How important are the arts in education and why?
I get very upset every time I hear that funding for this or that arts program has been cut, or when I hear someone suggest that the arts are disposable or a luxury. First of all, there are many studies that show the cognitive and “life” benefits of participating in the arts (on whatever level). Beyond that, though, I am adamant that education needs to be more than just job training. I support the liberal arts ideal of education generally, and the arts have to be a big part of that. As the Robin Williams character said in Dead Poets Society: “That the powerful play goes on and you may contribute a verse… what will your verse be?”
Who was your greatest mentor?
That’s a tough one, because I have been lucky to have many great teachers, coaches, and colleagues who have all taught me something. But I’d have to say that my parents always taught me the importance of believing in myself, because they believed in me.

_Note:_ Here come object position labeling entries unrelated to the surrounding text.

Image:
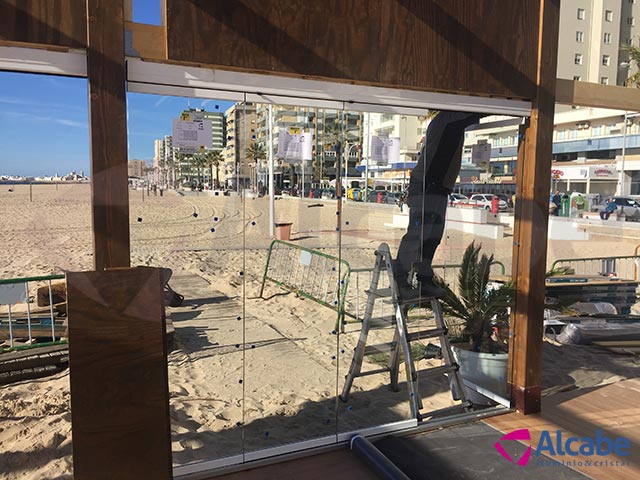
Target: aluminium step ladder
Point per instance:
(401, 343)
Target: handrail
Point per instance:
(31, 279)
(635, 258)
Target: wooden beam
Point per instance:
(328, 40)
(531, 223)
(149, 41)
(585, 94)
(119, 384)
(61, 23)
(108, 132)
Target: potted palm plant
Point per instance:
(480, 347)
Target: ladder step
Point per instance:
(372, 372)
(376, 323)
(435, 371)
(420, 302)
(380, 292)
(447, 410)
(424, 334)
(379, 348)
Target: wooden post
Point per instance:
(531, 223)
(108, 132)
(119, 387)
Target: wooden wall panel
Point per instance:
(486, 47)
(119, 385)
(48, 22)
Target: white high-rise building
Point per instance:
(592, 37)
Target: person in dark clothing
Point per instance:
(431, 182)
(556, 199)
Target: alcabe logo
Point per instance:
(557, 447)
(518, 435)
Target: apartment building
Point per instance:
(592, 37)
(136, 168)
(241, 130)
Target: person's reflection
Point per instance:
(431, 182)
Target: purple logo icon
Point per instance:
(522, 434)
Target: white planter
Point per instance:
(487, 370)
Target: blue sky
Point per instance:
(44, 119)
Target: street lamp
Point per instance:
(346, 168)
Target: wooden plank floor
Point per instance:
(614, 409)
(337, 465)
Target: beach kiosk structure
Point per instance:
(492, 56)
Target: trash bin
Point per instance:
(283, 231)
(495, 204)
(564, 207)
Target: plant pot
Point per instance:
(487, 370)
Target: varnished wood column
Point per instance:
(531, 223)
(118, 362)
(108, 132)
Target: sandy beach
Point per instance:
(245, 373)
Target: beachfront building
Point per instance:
(392, 174)
(241, 132)
(593, 153)
(163, 160)
(336, 135)
(592, 40)
(185, 165)
(137, 168)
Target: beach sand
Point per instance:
(282, 348)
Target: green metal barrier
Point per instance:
(311, 274)
(622, 266)
(16, 290)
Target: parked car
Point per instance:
(484, 200)
(458, 198)
(626, 205)
(507, 198)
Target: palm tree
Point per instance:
(180, 157)
(214, 159)
(634, 57)
(335, 136)
(200, 162)
(256, 152)
(477, 305)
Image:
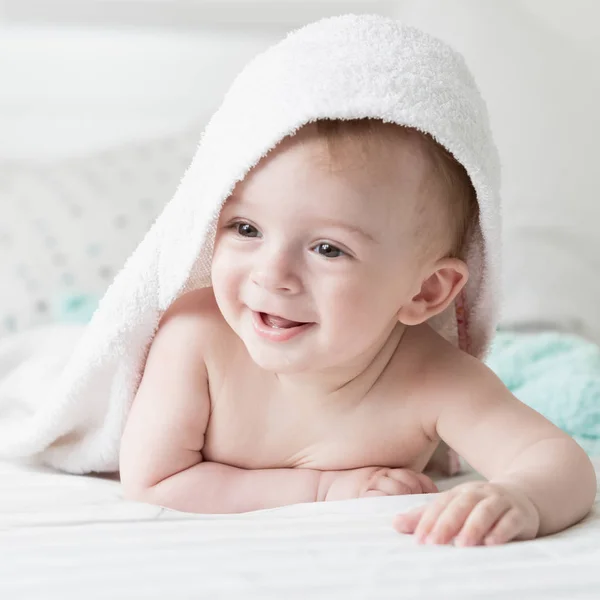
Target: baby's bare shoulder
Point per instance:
(451, 377)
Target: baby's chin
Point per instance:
(282, 361)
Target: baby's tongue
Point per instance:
(279, 322)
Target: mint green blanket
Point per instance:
(555, 373)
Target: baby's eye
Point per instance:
(246, 230)
(327, 250)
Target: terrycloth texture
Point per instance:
(556, 374)
(342, 68)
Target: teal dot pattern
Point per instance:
(68, 226)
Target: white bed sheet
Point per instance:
(65, 536)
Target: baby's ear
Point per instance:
(439, 288)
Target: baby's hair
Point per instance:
(460, 198)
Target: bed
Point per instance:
(124, 107)
(64, 536)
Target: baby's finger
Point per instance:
(427, 483)
(391, 487)
(453, 518)
(431, 515)
(482, 520)
(408, 521)
(507, 528)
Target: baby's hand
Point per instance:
(472, 514)
(375, 481)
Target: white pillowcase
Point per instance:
(67, 227)
(542, 88)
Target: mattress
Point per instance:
(71, 536)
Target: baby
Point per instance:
(309, 371)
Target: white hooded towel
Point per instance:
(348, 67)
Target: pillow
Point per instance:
(542, 87)
(67, 227)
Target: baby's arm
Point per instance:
(161, 447)
(540, 480)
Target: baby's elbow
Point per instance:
(591, 483)
(135, 491)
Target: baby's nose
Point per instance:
(278, 274)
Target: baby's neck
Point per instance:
(349, 383)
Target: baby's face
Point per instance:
(311, 266)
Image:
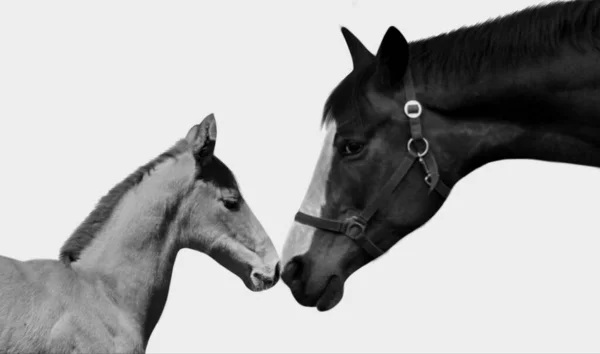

How important is it to you to mentor young musicians?
It is an honor every time I get to work with or teach younger musicians. There is so much talent here in Mississippi, and it’s really cool when some of them want to work with me on something. I get to learn from them, too. I also teach harmonica to players at all levels of proficiency, in person or via Skype (I have had students in Europe), and I always enjoy that… but there’s something really special about giving a child a harmonica and helping them understand how they can use it to make music.
“I think it’s fantastic that the MAEC will shine a bright light on the incredible musical legacy of Mississippi… a legacy that is still being created every single day. Hopefully it will help the rest of the world to better understand why Mississippi really is the “cradle of American music.” And I also hope I get to play there when it opens!”